AN010: The Quickest Way to Free Money
There's magic money hiding in your paycheck. Here's how to find it.
Remember the shock at your first paycheck and it seemed much less than you expected? You knew you were being paid by the hour, and multiplied your hourly rate by hours worked. So why was it so much less? And what were all those weird letters on the pay stub?
Yes, your introduction to taxes and mandated deductions was likely confusing to your younger self. Maybe you still don’t understand what all those deductions are for — or more importantly, how some can bring you great financial benefits. Let’s take a look.
Those Pesky Required Deductions
A certain part of each paycheck is set aside for government programs and taxes. There’s Federal tax (calculated based on 7 tax brackets and your filing status), along with state and local taxes, depending on where you live and earn the income. FICA (Federal Insurance Contributions Act) deductions support Social Security and Medicare, and are calculated at 7.65% and matched by your employer. Amid that stack of paper you filled out on your first day was a W-4 form, stating how much withholding your company should take out of your pay for taxes.
Of course, nobody likes to pay taxes. But you can work some magic if you pay attention. Remember, taxes are paid on earnings after certain deductions are made. So, the more you reduce your earnings with pre-tax deductions, the lower your taxable amount.
Pre-Tax Magic
There’s an entire set of pre-tax deductions that can reduce the amount of tax you owe. If you’re working full-time, you’re likely familiar with some of them, including a Health Savings Account (HSA) and flexible spending. Some employee medical and dental insurance, and group term life insurance plans are also pre-tax. If you live in an urban area, some companies offer a pre-tax commuting benefit for transit and parking.
All these pre-tax benefits can add up. For example, the transit passes you buy through a company program (pre-tax) will end up costing less than the same passes you’d buy from your take-home pay. How? Because they are a pre-tax deduction, you’ve reduced your taxable income and pay lower tax. That savings goes directly to you, not the government.
Money In Your Pocket, Not Theirs
Most important, contributions to your retirement fund are also pre-tax deductions. The magic arrives when you realize that contributing more to a retirement account or other pre-tax benefit often changes your take-home pay very little. Because you’re reducing your taxable pay, the tax is lower — which often means that tax savings can be put into your retirement fund instead. Plus, if your company offers an employer contribution — matching your contribution in whole or part, up to a certain ceiling — it’s like free money in your pocket.

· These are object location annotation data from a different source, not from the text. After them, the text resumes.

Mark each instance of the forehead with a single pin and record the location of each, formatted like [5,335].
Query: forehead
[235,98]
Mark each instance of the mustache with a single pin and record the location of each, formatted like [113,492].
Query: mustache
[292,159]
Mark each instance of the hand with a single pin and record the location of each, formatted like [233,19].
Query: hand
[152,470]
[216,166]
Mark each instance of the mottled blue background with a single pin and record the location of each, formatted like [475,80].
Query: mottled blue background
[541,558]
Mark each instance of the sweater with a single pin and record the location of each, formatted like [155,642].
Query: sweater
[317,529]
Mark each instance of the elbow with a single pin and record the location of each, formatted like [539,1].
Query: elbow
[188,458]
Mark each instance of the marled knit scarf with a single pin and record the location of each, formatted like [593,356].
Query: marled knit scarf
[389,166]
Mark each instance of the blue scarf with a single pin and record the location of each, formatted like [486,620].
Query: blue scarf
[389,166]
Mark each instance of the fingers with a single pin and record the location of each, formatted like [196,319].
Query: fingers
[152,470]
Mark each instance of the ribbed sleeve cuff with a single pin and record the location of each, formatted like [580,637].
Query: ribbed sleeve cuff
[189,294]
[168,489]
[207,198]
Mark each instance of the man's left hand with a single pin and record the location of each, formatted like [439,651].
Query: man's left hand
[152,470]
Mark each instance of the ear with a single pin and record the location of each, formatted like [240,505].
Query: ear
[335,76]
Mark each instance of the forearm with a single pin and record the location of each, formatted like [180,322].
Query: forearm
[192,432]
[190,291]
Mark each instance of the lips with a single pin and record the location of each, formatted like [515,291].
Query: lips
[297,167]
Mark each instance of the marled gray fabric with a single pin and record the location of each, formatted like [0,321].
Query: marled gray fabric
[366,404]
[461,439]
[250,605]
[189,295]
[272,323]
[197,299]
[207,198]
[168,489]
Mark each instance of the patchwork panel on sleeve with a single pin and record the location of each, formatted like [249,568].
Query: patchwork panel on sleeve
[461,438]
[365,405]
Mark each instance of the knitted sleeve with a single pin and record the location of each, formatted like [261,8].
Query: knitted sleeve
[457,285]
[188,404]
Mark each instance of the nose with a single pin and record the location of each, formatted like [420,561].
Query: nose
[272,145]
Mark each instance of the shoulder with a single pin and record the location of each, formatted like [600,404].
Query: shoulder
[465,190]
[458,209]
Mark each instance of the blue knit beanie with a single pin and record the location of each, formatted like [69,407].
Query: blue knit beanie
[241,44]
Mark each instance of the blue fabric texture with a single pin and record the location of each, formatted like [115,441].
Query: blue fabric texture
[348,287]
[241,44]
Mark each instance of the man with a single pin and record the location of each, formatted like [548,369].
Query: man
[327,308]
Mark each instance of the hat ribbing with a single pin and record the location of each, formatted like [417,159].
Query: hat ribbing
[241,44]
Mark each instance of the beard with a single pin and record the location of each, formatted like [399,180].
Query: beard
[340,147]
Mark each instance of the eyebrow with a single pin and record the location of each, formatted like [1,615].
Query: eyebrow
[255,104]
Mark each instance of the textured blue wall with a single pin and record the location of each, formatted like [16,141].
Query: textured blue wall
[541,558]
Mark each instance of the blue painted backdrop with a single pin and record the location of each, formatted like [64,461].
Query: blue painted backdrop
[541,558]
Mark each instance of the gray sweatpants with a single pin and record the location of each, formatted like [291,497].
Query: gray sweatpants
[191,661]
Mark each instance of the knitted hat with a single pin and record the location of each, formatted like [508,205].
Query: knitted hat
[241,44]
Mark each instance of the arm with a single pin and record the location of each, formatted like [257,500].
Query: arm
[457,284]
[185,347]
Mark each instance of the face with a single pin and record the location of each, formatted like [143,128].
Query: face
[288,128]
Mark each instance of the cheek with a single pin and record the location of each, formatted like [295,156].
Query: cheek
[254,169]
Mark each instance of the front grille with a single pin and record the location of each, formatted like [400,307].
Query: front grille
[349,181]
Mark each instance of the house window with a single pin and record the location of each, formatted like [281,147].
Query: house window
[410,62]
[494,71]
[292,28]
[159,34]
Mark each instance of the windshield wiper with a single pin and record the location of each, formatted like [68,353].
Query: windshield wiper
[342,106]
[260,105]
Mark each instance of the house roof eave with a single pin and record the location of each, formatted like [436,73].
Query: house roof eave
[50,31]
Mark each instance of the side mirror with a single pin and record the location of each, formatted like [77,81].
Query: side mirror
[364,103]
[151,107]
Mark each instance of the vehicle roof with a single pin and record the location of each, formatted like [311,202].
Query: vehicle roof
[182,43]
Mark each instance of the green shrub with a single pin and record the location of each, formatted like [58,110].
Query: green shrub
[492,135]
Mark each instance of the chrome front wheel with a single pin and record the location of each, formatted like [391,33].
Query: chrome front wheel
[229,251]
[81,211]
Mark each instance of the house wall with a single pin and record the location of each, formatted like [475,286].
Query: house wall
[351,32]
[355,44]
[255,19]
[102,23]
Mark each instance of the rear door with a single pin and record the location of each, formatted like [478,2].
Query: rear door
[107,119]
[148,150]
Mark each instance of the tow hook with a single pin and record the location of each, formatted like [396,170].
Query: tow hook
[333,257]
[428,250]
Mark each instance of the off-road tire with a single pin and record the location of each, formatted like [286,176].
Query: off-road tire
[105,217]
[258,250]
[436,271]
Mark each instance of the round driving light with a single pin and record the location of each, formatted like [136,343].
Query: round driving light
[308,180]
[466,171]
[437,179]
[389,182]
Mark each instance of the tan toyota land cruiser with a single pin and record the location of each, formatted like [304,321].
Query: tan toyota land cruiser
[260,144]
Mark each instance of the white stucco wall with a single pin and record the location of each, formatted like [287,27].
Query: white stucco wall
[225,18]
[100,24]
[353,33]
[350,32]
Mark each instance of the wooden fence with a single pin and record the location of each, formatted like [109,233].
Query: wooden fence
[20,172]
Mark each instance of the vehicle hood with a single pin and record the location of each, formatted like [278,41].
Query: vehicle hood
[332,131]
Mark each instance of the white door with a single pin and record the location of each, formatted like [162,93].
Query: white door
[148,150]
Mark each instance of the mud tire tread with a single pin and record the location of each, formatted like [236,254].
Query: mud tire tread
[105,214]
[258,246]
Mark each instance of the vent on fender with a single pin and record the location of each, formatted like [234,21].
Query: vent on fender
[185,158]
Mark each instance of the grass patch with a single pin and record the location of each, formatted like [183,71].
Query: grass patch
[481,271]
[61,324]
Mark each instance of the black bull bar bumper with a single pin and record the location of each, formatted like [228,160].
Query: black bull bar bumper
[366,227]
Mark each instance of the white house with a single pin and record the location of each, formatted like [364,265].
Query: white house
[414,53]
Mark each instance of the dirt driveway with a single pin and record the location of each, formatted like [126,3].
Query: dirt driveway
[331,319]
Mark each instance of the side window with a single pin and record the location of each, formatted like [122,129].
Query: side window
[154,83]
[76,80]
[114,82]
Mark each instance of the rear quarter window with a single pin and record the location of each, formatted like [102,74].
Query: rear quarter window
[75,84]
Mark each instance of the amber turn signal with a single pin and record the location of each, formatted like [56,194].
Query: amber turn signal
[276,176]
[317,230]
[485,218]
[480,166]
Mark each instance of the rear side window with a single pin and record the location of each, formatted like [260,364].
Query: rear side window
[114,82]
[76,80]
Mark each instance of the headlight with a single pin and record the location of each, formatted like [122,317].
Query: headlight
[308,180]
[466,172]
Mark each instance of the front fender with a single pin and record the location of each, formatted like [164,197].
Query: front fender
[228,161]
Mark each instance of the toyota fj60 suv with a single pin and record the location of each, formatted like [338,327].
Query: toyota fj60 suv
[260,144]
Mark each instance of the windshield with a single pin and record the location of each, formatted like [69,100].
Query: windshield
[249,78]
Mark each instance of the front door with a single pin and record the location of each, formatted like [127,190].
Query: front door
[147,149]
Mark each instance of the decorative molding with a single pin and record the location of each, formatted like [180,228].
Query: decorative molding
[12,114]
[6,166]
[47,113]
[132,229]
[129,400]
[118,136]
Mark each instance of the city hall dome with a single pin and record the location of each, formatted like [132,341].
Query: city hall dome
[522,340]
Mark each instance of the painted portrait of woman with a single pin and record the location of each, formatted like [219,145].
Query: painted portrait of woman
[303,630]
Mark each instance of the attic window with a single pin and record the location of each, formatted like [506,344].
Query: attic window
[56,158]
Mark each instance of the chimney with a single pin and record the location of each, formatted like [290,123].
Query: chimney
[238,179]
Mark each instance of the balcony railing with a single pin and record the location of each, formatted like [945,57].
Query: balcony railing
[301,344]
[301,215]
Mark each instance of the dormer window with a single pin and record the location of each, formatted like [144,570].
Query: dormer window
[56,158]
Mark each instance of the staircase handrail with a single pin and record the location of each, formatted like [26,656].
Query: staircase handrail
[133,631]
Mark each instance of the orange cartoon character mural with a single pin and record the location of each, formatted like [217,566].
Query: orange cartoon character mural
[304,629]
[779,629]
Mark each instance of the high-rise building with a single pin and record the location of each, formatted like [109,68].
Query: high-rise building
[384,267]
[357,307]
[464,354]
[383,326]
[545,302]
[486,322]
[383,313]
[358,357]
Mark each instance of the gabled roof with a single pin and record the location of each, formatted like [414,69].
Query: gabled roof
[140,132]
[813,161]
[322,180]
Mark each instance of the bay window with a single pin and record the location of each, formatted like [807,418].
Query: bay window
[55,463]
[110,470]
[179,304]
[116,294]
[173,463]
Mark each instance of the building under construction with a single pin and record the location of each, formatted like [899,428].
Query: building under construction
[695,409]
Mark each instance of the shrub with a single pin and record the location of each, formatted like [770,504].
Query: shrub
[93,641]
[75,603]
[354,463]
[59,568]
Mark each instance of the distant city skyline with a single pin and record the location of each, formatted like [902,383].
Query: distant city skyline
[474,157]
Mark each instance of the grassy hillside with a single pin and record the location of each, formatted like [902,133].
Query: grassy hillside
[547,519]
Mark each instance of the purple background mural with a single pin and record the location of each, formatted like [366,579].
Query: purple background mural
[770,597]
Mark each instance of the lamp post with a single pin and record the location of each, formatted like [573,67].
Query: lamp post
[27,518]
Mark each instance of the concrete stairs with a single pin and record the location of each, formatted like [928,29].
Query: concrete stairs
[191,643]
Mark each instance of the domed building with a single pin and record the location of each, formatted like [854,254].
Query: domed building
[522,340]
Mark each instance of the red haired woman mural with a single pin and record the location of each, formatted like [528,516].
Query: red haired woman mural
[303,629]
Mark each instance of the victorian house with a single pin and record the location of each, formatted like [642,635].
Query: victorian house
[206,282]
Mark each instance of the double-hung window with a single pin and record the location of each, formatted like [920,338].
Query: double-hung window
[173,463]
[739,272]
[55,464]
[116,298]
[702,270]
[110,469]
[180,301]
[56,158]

The best way to explore what pre-tax benefits may mean to your retirement fund is to pull out a recent pay stub and play with an online paycheck calculator. Fill in the fields, then start experimenting with increasing the retirement deduction. You’ll be surprised at how little your take-home pay may change even as you increase your contributions. That’s money going straight to your future instead of taxes.
A quick call (or online search) to your company’s HR department can also help you discover other pre-tax deductions available to you. There’s wiggle room in that paycheck — and now you know how to find it.
Remember:
• Pre-tax deductions lower your taxable earnings, therefore reducing your Federal taxes
• Playing with an online paycheck calculator is an easy way to get more for your money
• Women with a wealth mindset max out their employer match contributions, knowing that it’s free money for their retirement account
My challenge to you this week:
What pre-tax benefit are you going to maximize this week?